Die Revision der Klägerin hatte vor dem BAG Erfolg und führte zur Zurückverweisung an das Landesarbeitsgericht.

 

Begründung (Zusammenfassung)

 

Nach § 16 Abs. 1 Satz 1 BEEG müssen Arbeitnehmerinnen und Arbeitnehmer, die Elternzeit in Anspruch nehmen wollen, gegenüber dem Arbeitgeber erklären, für welche Zeiten innerhalb von zwei Jahren Elternzeit genommen werden soll. Eine damit festgelegte Elternzeit kann der Arbeitnehmer nach § 16 Abs. 3 Satz 1 BEEG nur verlängern, wenn der Arbeitgeber zustimmt.

Der Arbeitgeber muss nach billigem Ermessen entsprechend § 315 Abs. 3 BGB darüber entscheiden, ob er der Verlängerung der Elternzeit zustimmt.
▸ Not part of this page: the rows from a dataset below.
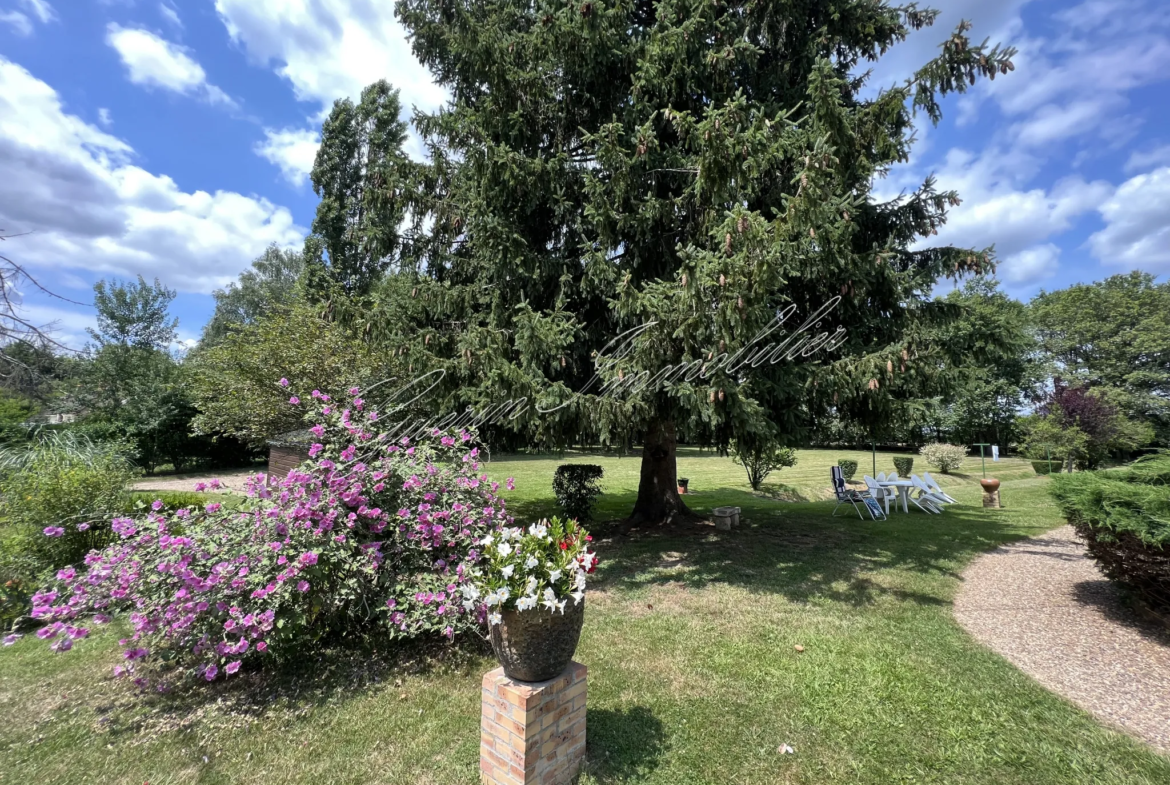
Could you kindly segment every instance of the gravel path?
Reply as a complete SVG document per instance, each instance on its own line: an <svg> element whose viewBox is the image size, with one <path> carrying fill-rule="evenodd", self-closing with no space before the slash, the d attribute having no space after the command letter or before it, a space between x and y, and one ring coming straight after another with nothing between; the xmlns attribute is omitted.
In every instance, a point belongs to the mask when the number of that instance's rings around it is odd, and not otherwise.
<svg viewBox="0 0 1170 785"><path fill-rule="evenodd" d="M147 477L146 480L139 480L131 486L131 488L135 490L194 490L197 482L219 480L223 483L225 490L242 494L245 481L257 471L263 471L263 469L228 469L226 471L174 474L165 477Z"/></svg>
<svg viewBox="0 0 1170 785"><path fill-rule="evenodd" d="M955 615L979 641L1102 722L1170 753L1170 633L1143 621L1072 526L976 559Z"/></svg>

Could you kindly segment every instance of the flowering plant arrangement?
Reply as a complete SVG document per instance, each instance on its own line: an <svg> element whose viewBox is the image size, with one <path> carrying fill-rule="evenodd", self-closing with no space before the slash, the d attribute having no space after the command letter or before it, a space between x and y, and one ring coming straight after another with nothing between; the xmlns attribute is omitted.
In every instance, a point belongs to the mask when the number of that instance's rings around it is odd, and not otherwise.
<svg viewBox="0 0 1170 785"><path fill-rule="evenodd" d="M464 607L482 601L493 625L504 610L564 613L585 599L585 576L597 570L592 539L576 521L556 517L487 535L483 560L462 590Z"/></svg>
<svg viewBox="0 0 1170 785"><path fill-rule="evenodd" d="M480 543L512 518L480 474L474 435L392 441L357 388L340 404L314 391L304 407L319 440L308 462L280 480L255 475L238 507L154 502L113 519L112 544L34 595L47 622L37 636L68 650L89 634L85 619L125 610L133 632L117 674L161 659L212 681L322 639L453 638L482 624L483 606L459 594Z"/></svg>

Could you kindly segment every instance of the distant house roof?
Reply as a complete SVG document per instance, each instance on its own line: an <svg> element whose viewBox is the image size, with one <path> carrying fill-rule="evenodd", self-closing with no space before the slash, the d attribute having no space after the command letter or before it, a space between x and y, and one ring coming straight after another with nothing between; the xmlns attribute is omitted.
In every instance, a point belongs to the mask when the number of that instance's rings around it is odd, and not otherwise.
<svg viewBox="0 0 1170 785"><path fill-rule="evenodd" d="M309 448L314 442L312 432L308 428L301 428L298 431L289 431L288 433L282 433L273 436L268 440L269 447L303 447Z"/></svg>

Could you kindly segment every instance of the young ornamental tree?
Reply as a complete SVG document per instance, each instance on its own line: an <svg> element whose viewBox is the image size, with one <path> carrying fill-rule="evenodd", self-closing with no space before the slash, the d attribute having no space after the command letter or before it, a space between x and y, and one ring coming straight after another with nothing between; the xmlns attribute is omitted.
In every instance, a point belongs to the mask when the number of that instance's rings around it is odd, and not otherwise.
<svg viewBox="0 0 1170 785"><path fill-rule="evenodd" d="M992 260L915 245L957 194L927 180L886 201L873 184L909 156L916 112L937 122L940 96L1009 71L1010 50L972 44L964 25L873 92L869 63L935 12L400 0L398 13L452 101L415 113L429 163L408 187L369 197L410 221L388 268L407 294L377 304L393 326L371 335L417 374L442 372L436 411L507 404L507 427L545 446L640 441L632 518L654 523L688 512L680 440L793 443L833 412L880 422L966 351L927 340L955 314L929 292Z"/></svg>

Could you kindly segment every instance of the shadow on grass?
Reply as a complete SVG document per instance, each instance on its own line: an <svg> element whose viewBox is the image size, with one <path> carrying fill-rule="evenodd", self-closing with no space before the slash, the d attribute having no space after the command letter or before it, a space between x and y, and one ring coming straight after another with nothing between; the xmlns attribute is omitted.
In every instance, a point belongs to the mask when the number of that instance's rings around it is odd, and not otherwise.
<svg viewBox="0 0 1170 785"><path fill-rule="evenodd" d="M241 670L213 684L168 679L164 669L150 672L152 684L170 688L119 691L95 710L115 738L183 731L208 722L240 730L266 718L295 721L315 709L376 691L386 691L386 700L400 700L404 677L479 675L490 656L490 643L475 635L464 635L454 645L404 643L390 650L309 648L275 667Z"/></svg>
<svg viewBox="0 0 1170 785"><path fill-rule="evenodd" d="M662 721L644 705L590 709L585 769L600 783L625 783L658 767L666 751Z"/></svg>
<svg viewBox="0 0 1170 785"><path fill-rule="evenodd" d="M629 509L634 495L607 501ZM949 597L882 586L866 574L894 570L958 578L975 553L1023 536L999 511L962 504L940 516L911 508L892 512L888 521L859 521L844 508L833 517L835 502L776 504L732 488L696 494L687 503L701 516L715 507L739 507L739 528L720 532L710 524L682 523L621 533L612 522L592 524L603 557L597 587L728 584L799 602L823 598L860 607L887 595L945 605ZM663 562L665 552L681 556Z"/></svg>
<svg viewBox="0 0 1170 785"><path fill-rule="evenodd" d="M1170 647L1170 627L1143 618L1136 610L1141 607L1124 587L1107 578L1081 580L1073 586L1073 599L1081 605L1096 608L1101 615L1119 627L1129 627L1152 643Z"/></svg>

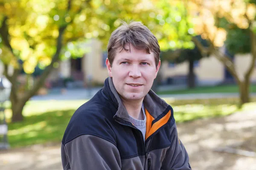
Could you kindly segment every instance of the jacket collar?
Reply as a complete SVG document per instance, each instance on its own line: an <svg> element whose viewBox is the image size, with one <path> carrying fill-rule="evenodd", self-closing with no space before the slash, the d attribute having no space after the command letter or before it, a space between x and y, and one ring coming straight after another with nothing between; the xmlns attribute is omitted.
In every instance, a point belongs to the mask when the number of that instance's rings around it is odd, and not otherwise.
<svg viewBox="0 0 256 170"><path fill-rule="evenodd" d="M114 117L116 116L130 122L129 114L116 90L112 78L109 77L105 79L102 91L117 109ZM143 102L146 112L150 114L152 119L156 121L164 116L165 113L167 113L170 110L172 111L169 105L151 90L145 96ZM161 116L161 118L158 118L160 116Z"/></svg>

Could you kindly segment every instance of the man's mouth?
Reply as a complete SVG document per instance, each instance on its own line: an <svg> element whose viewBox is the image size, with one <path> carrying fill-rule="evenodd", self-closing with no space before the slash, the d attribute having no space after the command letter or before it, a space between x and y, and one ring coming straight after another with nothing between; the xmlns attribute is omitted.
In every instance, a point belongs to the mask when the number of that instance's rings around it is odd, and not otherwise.
<svg viewBox="0 0 256 170"><path fill-rule="evenodd" d="M131 86L134 86L134 87L140 86L140 85L140 85L139 84L127 84L127 85L130 85Z"/></svg>

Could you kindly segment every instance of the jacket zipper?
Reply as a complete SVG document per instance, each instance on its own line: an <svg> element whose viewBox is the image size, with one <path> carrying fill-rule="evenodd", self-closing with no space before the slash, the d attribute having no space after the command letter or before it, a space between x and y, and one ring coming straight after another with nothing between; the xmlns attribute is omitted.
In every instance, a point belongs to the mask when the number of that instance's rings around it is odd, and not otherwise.
<svg viewBox="0 0 256 170"><path fill-rule="evenodd" d="M134 128L133 126L131 126L130 125L128 125L120 123L119 122L118 122L117 120L116 120L116 119L115 119L115 121L117 123L118 123L120 125L122 125L124 126L128 126L131 128L133 128L134 129L139 130L137 128L136 128L136 127ZM151 144L151 143L152 142L152 139L153 139L153 137L152 137L151 138L151 139L150 139L150 142L149 142L149 144L148 145L148 148L147 150L146 150L146 144L145 144L145 141L144 141L144 138L143 137L143 134L142 134L142 132L141 132L141 131L140 130L140 134L141 134L142 138L143 139L143 143L144 144L144 148L145 148L145 158L147 159L148 158L148 151L149 150L149 147L150 147L150 145ZM150 158L149 158L148 159L148 169L149 170L151 167L151 159Z"/></svg>
<svg viewBox="0 0 256 170"><path fill-rule="evenodd" d="M130 125L124 124L123 123L120 123L119 122L118 122L117 120L116 120L116 119L115 119L115 121L117 123L119 123L120 125L123 125L124 126L129 126L131 128L133 128L134 129L137 129L138 130L139 130L137 128L135 128L133 126L131 126ZM145 148L145 151L146 151L146 144L145 144L145 142L144 141L144 139L143 138L143 134L142 134L142 132L141 132L141 131L140 130L140 134L142 135L142 138L143 139L143 144L144 144L144 148Z"/></svg>

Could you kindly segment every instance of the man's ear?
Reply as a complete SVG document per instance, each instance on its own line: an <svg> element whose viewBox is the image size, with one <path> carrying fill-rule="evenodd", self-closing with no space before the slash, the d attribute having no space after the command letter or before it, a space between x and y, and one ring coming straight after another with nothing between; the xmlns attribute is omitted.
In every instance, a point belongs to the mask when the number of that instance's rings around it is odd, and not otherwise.
<svg viewBox="0 0 256 170"><path fill-rule="evenodd" d="M159 68L160 68L160 65L161 65L161 60L159 60L159 62L158 62L158 64L157 66L157 71L156 71L156 75L155 76L155 79L157 78L157 73L158 73L158 71L159 71Z"/></svg>
<svg viewBox="0 0 256 170"><path fill-rule="evenodd" d="M110 77L112 77L112 72L111 71L111 65L110 65L110 62L108 58L106 60L106 65L107 65L107 68L108 68L108 75Z"/></svg>

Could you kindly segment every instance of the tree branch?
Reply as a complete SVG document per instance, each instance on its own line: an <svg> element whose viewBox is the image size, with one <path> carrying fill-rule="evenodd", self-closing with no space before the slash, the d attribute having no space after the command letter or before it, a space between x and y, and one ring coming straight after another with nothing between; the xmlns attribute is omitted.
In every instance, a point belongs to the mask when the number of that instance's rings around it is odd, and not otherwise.
<svg viewBox="0 0 256 170"><path fill-rule="evenodd" d="M221 54L218 50L216 49L213 51L212 53L215 55L216 58L226 66L226 68L235 78L238 83L240 83L241 80L236 71L235 66L231 59L225 54Z"/></svg>
<svg viewBox="0 0 256 170"><path fill-rule="evenodd" d="M6 77L10 81L10 82L11 82L11 83L12 84L12 77L9 76L8 75L8 72L9 72L9 68L8 68L8 65L7 65L7 64L4 64L3 63L4 65L4 70L3 70L3 74L5 75L5 76L6 76Z"/></svg>
<svg viewBox="0 0 256 170"><path fill-rule="evenodd" d="M67 7L67 12L71 8L71 1L72 0L69 0L68 2L68 7ZM73 22L73 21L72 21ZM51 71L53 68L53 66L54 64L56 62L58 62L59 60L59 55L61 53L61 50L63 46L62 40L63 34L64 32L67 28L67 25L66 25L60 27L58 29L59 35L56 40L56 50L55 54L52 57L52 62L49 65L46 67L44 69L43 74L41 76L39 79L35 83L35 85L33 88L29 90L28 92L23 96L24 99L28 100L32 96L35 95L36 92L39 89L40 87L42 86L42 85L43 84L45 79L47 78L49 74L50 74Z"/></svg>
<svg viewBox="0 0 256 170"><path fill-rule="evenodd" d="M196 37L193 37L192 38L192 41L195 43L195 45L198 48L202 56L206 56L211 52L211 49L209 47L206 47L203 45Z"/></svg>
<svg viewBox="0 0 256 170"><path fill-rule="evenodd" d="M14 56L15 55L13 53L13 49L11 46L8 37L9 36L9 31L8 31L8 27L7 24L7 21L8 18L7 16L5 16L2 23L2 27L0 28L0 34L3 39L3 41L5 45L9 48L12 54ZM10 82L13 85L16 83L16 79L18 75L18 73L20 71L20 69L15 69L14 73L12 76L8 75L8 66L7 65L4 64L4 74L6 78L10 81Z"/></svg>
<svg viewBox="0 0 256 170"><path fill-rule="evenodd" d="M7 16L4 17L3 22L2 23L2 27L0 28L0 34L2 37L3 43L9 48L11 51L12 53L13 53L12 48L9 42L9 40L8 40L8 37L9 35L7 24L6 23L8 19L8 18Z"/></svg>
<svg viewBox="0 0 256 170"><path fill-rule="evenodd" d="M250 35L250 37L251 45L251 55L252 55L252 61L251 61L248 70L245 73L244 77L246 79L248 80L250 76L252 74L255 62L256 62L256 37L255 35L250 29L249 29Z"/></svg>

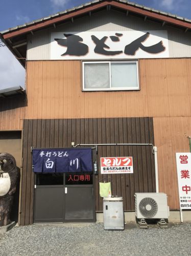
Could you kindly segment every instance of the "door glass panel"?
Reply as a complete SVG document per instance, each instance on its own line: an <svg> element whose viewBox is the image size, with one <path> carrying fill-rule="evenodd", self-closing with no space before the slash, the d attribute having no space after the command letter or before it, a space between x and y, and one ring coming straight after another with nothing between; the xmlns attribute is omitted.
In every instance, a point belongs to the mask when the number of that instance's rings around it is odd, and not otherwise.
<svg viewBox="0 0 191 256"><path fill-rule="evenodd" d="M65 174L66 185L91 185L93 184L93 174L79 173Z"/></svg>
<svg viewBox="0 0 191 256"><path fill-rule="evenodd" d="M93 220L92 187L70 187L65 194L65 220Z"/></svg>
<svg viewBox="0 0 191 256"><path fill-rule="evenodd" d="M36 185L63 185L63 174L61 173L36 174Z"/></svg>

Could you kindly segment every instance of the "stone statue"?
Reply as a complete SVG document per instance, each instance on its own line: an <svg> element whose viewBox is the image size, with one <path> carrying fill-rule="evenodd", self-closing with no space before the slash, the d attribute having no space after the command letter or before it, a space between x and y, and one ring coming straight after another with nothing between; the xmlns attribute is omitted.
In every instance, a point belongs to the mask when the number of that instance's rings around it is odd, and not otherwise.
<svg viewBox="0 0 191 256"><path fill-rule="evenodd" d="M18 177L14 158L9 153L0 153L0 227L11 222L10 215Z"/></svg>

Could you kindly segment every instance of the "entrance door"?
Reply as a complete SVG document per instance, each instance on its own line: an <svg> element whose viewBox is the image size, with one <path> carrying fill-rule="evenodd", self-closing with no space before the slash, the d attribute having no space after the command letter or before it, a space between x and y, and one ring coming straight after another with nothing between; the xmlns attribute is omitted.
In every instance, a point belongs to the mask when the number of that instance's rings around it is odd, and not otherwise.
<svg viewBox="0 0 191 256"><path fill-rule="evenodd" d="M96 221L92 174L37 174L34 223Z"/></svg>
<svg viewBox="0 0 191 256"><path fill-rule="evenodd" d="M65 174L65 222L95 221L93 175Z"/></svg>

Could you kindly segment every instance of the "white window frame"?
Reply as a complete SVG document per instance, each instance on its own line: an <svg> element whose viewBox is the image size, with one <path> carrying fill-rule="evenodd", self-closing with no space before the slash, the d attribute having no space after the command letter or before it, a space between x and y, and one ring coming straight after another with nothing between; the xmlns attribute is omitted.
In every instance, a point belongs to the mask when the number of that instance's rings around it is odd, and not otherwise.
<svg viewBox="0 0 191 256"><path fill-rule="evenodd" d="M85 88L85 76L84 76L84 65L86 63L108 63L109 65L109 88ZM137 78L137 87L111 87L111 63L136 63L136 74ZM103 61L83 61L82 62L82 76L83 76L83 87L82 90L84 91L137 91L140 90L139 79L138 60L112 60Z"/></svg>

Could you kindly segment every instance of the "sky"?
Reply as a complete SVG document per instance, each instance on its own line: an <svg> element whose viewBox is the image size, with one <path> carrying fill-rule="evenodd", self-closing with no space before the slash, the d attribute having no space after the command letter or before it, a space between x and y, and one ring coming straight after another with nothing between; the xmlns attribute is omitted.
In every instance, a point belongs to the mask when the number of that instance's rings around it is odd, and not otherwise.
<svg viewBox="0 0 191 256"><path fill-rule="evenodd" d="M78 6L86 0L1 0L0 31ZM191 0L131 0L191 19ZM0 44L0 90L25 87L25 69Z"/></svg>

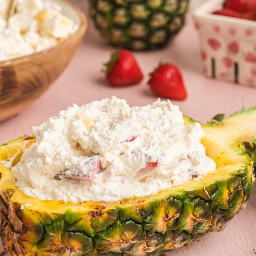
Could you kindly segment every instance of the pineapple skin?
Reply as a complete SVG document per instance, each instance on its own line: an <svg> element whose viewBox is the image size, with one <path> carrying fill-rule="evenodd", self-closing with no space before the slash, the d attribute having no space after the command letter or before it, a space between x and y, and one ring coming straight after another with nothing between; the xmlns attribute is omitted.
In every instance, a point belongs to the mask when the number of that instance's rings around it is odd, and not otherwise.
<svg viewBox="0 0 256 256"><path fill-rule="evenodd" d="M181 29L189 0L90 0L90 14L111 45L135 50L161 48Z"/></svg>
<svg viewBox="0 0 256 256"><path fill-rule="evenodd" d="M194 122L185 118L187 124ZM144 197L80 204L40 200L18 190L10 169L0 166L4 246L18 256L144 256L221 230L252 192L256 125L255 107L203 126L203 143L218 169L203 180ZM15 164L34 140L25 137L0 146L0 160L18 153Z"/></svg>

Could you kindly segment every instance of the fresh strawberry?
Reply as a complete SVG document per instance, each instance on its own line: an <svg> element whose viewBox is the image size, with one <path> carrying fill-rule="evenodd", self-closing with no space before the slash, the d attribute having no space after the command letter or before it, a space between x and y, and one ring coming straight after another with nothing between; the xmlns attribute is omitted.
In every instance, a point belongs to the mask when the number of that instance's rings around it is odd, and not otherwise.
<svg viewBox="0 0 256 256"><path fill-rule="evenodd" d="M241 17L246 20L256 21L256 10L254 10L241 14Z"/></svg>
<svg viewBox="0 0 256 256"><path fill-rule="evenodd" d="M167 98L183 100L187 92L178 68L170 63L160 63L151 74L149 84L156 94Z"/></svg>
<svg viewBox="0 0 256 256"><path fill-rule="evenodd" d="M241 18L241 15L239 12L233 10L224 9L222 10L218 10L214 12L213 14L223 15L223 16L228 16L229 17L234 17L235 18Z"/></svg>
<svg viewBox="0 0 256 256"><path fill-rule="evenodd" d="M256 0L226 0L225 7L239 12L246 12L256 9Z"/></svg>
<svg viewBox="0 0 256 256"><path fill-rule="evenodd" d="M112 85L121 86L137 84L143 78L135 58L129 51L115 51L110 61L105 65L107 78Z"/></svg>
Hierzu hat das Landesarbeitsgericht noch tatsächliche Feststellungen zu treffen. Es wird dann erneut darüber zu entscheiden haben, ob die Abmahnung aus der Personalakte zu entfernen ist.

 

 

BAG U.v. 18.10.2011

Az.  9 AZR 315/10

 

 

Quelle: Pressemitteilung Nr. 80/11 des BAG vom 18.10.2011

 

 

Bernhard Faber, Richter am Arbeitsgericht Augsburg a. D.